1: すべての人に向けられた福音
イエス様は72人を派遣されました。この72人という人数は、創世記10章のノアの系図の影響を受けた数字と考えられています。ノアの系図は世界のすべての諸民族、全世界の人々を意味する象徴的な言葉とされています。ここで72人が派遣されることは、イエス様の福音が全世界のすべての人々に向けられていることを意味するのです。イエス様の福音は「平和があるように」「神の国が近づいた」と、迎え入れる人に対しても、迎え入れない人に対しても、言葉を変えることなく伝えることが教えられています。神様の愛はすべての人に開かれている。すべての人に伝えられるべき言葉なのです。
2: 収穫は主が行われる
イエス様は「収穫は多いが、働き手が少ない。だから、収穫のために働き手を送ってくださるように、収穫の主に願いなさい。」(ルカ10:2)と言われました。収穫するのは「主」、神様です。
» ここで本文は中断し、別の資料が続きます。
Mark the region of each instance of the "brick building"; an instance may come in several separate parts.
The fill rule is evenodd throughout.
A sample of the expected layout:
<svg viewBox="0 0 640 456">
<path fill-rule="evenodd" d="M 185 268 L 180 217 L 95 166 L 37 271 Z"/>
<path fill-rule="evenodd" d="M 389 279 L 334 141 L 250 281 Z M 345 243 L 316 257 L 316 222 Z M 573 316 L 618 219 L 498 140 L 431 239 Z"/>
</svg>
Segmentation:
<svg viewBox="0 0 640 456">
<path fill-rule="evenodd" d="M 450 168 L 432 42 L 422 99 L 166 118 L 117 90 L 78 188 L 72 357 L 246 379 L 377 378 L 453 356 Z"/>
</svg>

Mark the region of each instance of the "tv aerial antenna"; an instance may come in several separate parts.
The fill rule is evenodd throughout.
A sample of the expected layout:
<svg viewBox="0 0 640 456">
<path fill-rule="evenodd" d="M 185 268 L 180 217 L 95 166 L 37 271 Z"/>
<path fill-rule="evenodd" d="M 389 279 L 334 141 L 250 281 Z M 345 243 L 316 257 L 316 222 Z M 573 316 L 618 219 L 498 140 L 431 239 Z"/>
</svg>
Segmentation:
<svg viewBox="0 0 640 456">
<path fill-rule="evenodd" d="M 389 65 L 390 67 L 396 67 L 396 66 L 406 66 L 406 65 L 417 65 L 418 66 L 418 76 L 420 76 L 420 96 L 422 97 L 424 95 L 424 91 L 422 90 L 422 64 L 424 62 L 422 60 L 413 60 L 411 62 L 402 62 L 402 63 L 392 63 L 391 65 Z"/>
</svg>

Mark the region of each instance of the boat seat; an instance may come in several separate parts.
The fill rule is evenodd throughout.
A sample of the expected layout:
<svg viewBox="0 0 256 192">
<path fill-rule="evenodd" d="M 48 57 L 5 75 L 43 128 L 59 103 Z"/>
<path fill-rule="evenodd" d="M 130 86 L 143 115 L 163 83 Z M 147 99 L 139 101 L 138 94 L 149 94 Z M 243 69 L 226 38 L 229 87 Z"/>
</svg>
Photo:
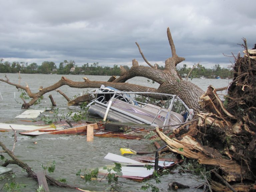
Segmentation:
<svg viewBox="0 0 256 192">
<path fill-rule="evenodd" d="M 149 111 L 151 111 L 155 113 L 158 113 L 161 109 L 160 107 L 158 107 L 152 104 L 147 104 L 142 107 L 143 109 L 146 109 Z"/>
</svg>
福音を宣べ伝えても迎え入れられない場合に、自分の無力さに落ち込むのではなく、いずれ来る収穫の主に委ねていきたいと思います。
私たちのすべきことは、ただ頂いた神様の愛をすべての人に同じように伝えることです。その後、どれだけの人が、その愛を受け入れるかどうかということは、神様の範疇となります。私たちは、自分の働きによって、誰かが福音を信じたからといって誇ることもできないし、また、誰も神様の愛を信じないからといって、自分のことを否定する必要もないのです。私たちができることは、精一杯神様の愛をすべての人に伝え続けることです。
3: 平和があるように
イエス様は「平和があるように」と言うようにと教えられています。ここで言う「平和」とは、ただ争いがないことだけを意味するではなく、神様と人間、人間と人間が正しい関係に生きることを意味しています。この世にあって、人間が、ただお互いに向き合うだけの関係にあるとき、お互いの欠点や弱さばかりが見えてくるものです。私たちは、お互いに目を向ける前に、共に神様の愛に目を向けていきたいと思います。
神様の愛によって繋げられた関係は、イエス・キリストの復活、新しい命によって作り出されていくのです。愛されている恵みを頂き、新しい命に生きることによって、平和を造り出す者と変えられていくのです。イエス様は「平和があるように」と伝えていくようにと、私たちを派遣してくださっているのです。(笠井元)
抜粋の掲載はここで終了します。